26 October 2017

(Mis)Adventures In Mysticism


The word "mystic" gets thrown around a great deal. Or, at least, it does by me, when I'm in a certain mood. In the end, though, what does "mystic" really mean? Does anybody really know?

As it turns out, yes, Wikipedia knows. It's not like love, or culture, or Winnebago, it's not one of those words that defy sensible definition. Mysticism is a case in a world where so many things appear to be more "edge" than "case".

What's really weird about getting the meaning of mystical (at least the definition of the word) all tied down is that I didn't understand what it meant before. In a metaphysical realm so often rife with double meaning, vagueness and general goal-post moving matters of mysticism appear to be relatively straightforward.

As always, it doesn't take long before the deception provided by appearances becomes obvious. The bit we can be sure of is that mysticism is about making a connection to something. What the something is, ah, that's the rub.

If you're going to be glib about it then you can say it's about making a connection to God, capital-"G" and walk away ensconced in a cocoon of meaningless sophistry. Don't get me wrong I'll sink a pint with the bearded sky daddy any time he wants to get down to my local boozer, but the entire concept is as easy to forge a mystical connection with as any arbitrary non-god-like person on the planet.

There are plenty of non-god-like people already in the boozer, so why wait for bearded sky daddy to leave cloud mansion? They don't like him down the pub anyway, the management maintains burning bushes are a health and safety violation. Besides, his wallet is always "unfortunately" burned to a crisp in his lower branches.

The first question that springs to my mind in the matter of mysticism is "what do you mean by connection?" Say we're limbering up for "the big one" (whatever that turns out to be) so we decide to start small by making a connection to another human being. How do we do that?

If the goal is simply to speak to them then a simple "Hi" will suffice. Although the aspirant may feel the experience, if it is that, is on the underwhelming side. It has to be that "connecting" with someone is a deeper experience than "greeting" them. At this point, I can imagine many readers groping around to find a genital-themed experiment to try next.

Let's just leave that be. You can definitely get happy by slapping another person on the wobbly bits but are you "connecting" to them?
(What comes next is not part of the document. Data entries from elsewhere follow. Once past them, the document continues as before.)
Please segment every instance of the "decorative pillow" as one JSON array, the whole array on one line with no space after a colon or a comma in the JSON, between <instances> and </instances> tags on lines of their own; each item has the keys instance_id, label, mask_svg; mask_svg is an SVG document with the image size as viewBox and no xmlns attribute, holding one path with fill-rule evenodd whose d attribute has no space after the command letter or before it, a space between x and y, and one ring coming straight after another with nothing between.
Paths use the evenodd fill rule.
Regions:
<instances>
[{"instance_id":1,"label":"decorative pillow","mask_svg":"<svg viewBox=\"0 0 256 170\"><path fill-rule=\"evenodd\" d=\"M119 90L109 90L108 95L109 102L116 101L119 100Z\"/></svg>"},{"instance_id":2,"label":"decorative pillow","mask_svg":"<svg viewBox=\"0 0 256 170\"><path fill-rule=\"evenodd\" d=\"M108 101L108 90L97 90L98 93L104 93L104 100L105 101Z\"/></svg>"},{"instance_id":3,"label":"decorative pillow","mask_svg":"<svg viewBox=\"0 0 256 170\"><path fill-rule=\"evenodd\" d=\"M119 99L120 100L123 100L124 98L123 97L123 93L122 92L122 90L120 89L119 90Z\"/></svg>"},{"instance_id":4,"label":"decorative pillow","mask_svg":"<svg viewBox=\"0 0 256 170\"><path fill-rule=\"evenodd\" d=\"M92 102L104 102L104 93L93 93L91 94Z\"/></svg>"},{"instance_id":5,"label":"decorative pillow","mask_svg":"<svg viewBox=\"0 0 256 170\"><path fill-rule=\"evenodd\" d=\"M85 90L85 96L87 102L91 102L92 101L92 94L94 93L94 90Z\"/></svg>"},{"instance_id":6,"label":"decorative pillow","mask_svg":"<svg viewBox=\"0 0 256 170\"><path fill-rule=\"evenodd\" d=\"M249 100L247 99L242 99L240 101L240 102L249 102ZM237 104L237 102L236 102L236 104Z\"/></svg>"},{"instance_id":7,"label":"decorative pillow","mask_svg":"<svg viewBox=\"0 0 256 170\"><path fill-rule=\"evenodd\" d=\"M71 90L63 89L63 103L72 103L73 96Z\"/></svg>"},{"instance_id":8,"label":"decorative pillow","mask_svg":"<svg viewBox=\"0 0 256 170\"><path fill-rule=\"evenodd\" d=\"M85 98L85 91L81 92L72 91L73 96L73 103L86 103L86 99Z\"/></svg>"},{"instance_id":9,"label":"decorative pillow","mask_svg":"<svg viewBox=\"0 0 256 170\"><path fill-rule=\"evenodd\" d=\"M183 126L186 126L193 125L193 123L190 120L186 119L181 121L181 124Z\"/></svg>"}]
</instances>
A soup of mind-altering hormonal responses says yes. But good luck charming the infinite ineffable into the sack. The clue is in the name, the ineffable must, by default be un-eff-able. This whole business is like eating an entire chocolate trifle when you're hoping to gorge on chocolate cake. A trifle is not a cake, they both taste nice but once you're hungry again the craving for cake will resume.

So if we're not talking about talking with a person, and we're not talking about practicing dubious personal hygiene with a person, then how do you "connect" with them, in the mystical sense?

All of a sudden the scale of the problem becomes apparent. At least a person exists to be connected with. When it comes to the mystical experience the other end of the mystic telephone is connected to something we can't comprehend.

With mounting disappointment we realise, the mystic experience is about doing something that is ill-defined with something that you have no physical evidence even exists.

Did I mention that I wrote a novel? Did I further mention that the novel is out this week? (Oh, come on, you didn't expect to get off without the sales pitch, did you?) As it so happens and entirely coincidentally the revelations at the heart of the mystic experience are a crucial component of the antagonist's journey in that very novel. Crazy, ou quoi?

Of course, he gets it almost entirely wrong, he doesn't know what it is he is communing with. The wretched fool screws up the relationship and when the relationship entirely takes place in the metaphysical beyond, well... stars will fall if you follow my drift.

What is super-bizarre here is that I only realize that I wanted to talk about the pitfalls of frail humanity experimenting with the mystic experience right now. I wrote the novel a decade ago. It is possible to want to talk to your audience about something and not even know what that thing is.

There's a connection for you. The storyteller is trying to connect to the story reader through the medium of the story. The story, for its own part, comes from, somewhere, out there, beyond. Ask any author and they will tell you, they write down the story but they tend not to create it. At some point, the author is a "receiver" of the story from... from... where? Where in Hades does the story actually come from?

Sounds to me like the author, in that act of creating fiction is connecting to something vast and undefinable. Once they're connected like that they bring back messages. Like a broken Oracle the author is trying to communicate truth by spitting out thousands of lies. The art of writing is to pare down the lies and to tip the wink to the reader what they are so the reader can sift out a truth it would have been impossible to find were it not for the fiction.

It's not the only way to get there, but that definitely sounds like a mystic experience to me.